Post by Greg SmithDon't get me wrong, but are you seriously arguing that having a cache
between disparate storage media is due to lazy programming ?? Why
do processors have a l1 and l2 cache ?? and disk control units a cache ??
No, that's not what I'm arguing. I think we are looking at this from
different angles.
It's a well-known system design principle that caching improves the
parallelism achievable in a system by helping to decouple
asynchronous subsystems with different price/performance tradeoffs.
You're talking about something that is fundamental to the design of
virtually all nontrivial computing systems.

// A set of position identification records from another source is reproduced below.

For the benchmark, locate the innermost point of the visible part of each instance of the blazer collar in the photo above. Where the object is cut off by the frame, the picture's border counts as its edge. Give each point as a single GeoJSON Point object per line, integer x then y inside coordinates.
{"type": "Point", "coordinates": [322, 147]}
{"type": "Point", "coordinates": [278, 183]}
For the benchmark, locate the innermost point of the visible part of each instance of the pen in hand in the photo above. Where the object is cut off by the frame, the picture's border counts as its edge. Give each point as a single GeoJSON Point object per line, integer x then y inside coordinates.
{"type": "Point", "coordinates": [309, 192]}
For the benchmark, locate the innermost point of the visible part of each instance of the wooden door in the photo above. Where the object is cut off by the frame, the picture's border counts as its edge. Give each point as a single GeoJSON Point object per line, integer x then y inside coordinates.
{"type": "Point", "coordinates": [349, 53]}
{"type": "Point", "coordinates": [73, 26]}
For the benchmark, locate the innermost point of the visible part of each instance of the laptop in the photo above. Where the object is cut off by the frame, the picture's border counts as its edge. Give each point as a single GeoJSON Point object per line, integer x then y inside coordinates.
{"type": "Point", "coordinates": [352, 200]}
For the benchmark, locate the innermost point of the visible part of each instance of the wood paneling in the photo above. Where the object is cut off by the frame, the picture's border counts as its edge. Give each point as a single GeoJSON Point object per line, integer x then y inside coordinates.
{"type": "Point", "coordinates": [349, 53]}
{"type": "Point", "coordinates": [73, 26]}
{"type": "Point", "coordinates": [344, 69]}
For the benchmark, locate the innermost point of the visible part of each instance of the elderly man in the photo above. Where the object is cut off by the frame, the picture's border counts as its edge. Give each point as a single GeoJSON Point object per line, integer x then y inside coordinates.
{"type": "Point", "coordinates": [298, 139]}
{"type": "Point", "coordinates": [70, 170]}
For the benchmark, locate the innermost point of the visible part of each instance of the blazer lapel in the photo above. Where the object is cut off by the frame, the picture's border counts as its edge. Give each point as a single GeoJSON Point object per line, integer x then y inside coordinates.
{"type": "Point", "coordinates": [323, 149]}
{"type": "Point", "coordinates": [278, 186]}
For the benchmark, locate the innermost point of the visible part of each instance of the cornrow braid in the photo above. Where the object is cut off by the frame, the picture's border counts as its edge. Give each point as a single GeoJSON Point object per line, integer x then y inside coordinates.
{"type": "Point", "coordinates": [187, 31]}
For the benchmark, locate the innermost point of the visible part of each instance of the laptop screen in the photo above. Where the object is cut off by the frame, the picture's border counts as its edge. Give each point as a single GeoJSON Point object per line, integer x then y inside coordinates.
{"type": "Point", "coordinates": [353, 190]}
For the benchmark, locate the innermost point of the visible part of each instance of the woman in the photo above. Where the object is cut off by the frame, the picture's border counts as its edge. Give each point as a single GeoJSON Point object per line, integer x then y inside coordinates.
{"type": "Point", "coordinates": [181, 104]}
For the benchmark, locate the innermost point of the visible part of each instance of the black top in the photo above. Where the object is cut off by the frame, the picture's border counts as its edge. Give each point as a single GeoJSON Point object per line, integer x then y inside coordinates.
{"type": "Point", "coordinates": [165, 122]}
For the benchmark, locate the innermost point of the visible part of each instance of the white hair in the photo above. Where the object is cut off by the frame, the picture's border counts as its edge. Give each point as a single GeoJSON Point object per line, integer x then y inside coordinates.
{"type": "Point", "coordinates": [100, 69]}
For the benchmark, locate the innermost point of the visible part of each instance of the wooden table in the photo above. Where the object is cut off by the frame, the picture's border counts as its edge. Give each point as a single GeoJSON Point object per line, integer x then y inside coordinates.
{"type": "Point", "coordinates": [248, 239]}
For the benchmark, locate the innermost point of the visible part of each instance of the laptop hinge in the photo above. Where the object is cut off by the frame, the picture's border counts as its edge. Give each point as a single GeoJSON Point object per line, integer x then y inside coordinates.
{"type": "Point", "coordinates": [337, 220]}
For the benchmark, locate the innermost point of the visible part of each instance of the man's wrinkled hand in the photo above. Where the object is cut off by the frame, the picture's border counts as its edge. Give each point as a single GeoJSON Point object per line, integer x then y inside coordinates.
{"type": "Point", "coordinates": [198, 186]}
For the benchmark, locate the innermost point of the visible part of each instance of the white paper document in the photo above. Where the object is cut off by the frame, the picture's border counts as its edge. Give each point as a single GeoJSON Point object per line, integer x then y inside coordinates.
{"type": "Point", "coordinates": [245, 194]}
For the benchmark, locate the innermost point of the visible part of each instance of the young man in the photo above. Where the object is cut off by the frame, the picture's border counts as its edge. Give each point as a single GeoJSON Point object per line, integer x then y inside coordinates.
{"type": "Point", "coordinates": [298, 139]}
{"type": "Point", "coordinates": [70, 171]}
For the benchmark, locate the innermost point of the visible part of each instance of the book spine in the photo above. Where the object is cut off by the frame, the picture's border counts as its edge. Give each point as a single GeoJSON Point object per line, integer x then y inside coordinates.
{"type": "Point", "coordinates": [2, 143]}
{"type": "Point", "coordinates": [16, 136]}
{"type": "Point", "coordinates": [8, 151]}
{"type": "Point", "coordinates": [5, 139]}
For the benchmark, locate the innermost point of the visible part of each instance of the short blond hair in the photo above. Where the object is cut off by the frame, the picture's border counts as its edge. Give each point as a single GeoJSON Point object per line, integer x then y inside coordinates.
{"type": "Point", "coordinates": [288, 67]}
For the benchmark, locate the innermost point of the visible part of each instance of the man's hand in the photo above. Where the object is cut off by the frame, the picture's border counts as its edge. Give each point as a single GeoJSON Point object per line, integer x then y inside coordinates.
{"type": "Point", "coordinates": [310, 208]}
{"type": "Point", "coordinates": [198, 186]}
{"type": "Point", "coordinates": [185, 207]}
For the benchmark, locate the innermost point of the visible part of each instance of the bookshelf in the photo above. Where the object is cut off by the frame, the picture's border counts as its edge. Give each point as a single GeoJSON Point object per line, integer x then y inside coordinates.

The system gets probabalistic efficiency gains due to the fact that
references tend to be localized, and also due to the fact that
hardware accesses often involve multiple physical actions that must
be performed, the inertia of the actual mechanisms involved, and so
forth. These are all system design considerations. In fact, the
mainframe seems to be about the only system left that still tries to
optimize the physical hardware work (by reducing actuator motions
that must be carried out, etc.) Most other systems have "evolved" to
see the hardware as an abstract concept.
But I digress. My points are:
1. Caching does not obviate the need for I/O performance. It doesn't
even really reduce the need for I/O performance. The gains made by
caching can't generally be made by gains in I/O performance, and vice
versa. Caching is an important system consideration that is more or
less orthogonal to I/O performance.
2. Caching is a price/performance tradeoff that has a point of
diminishing returns. At some point, adding more cache costs more than
it provides. That suggests that there is a "right" amount of cache in
a system, beyond which it is a waste of resources to add more.
Finding the "right" point is a very complex and difficult task, which
is why there are system programmers who specialize in performance
management.
3. Caching is a system problem, not an application problem.
Applications should not do elaborate caching (beyond basic
buffering). Mainframe applications should minimize their impact to
system resources by using as little main storage as possible,
generally for their state data which have a tight locality of
reference, and keep the data they operate on in data sets. System
programmers or other users can decide whether those data sets should
reside on tape, DASD, hiperspace, main storage (VIO), etc.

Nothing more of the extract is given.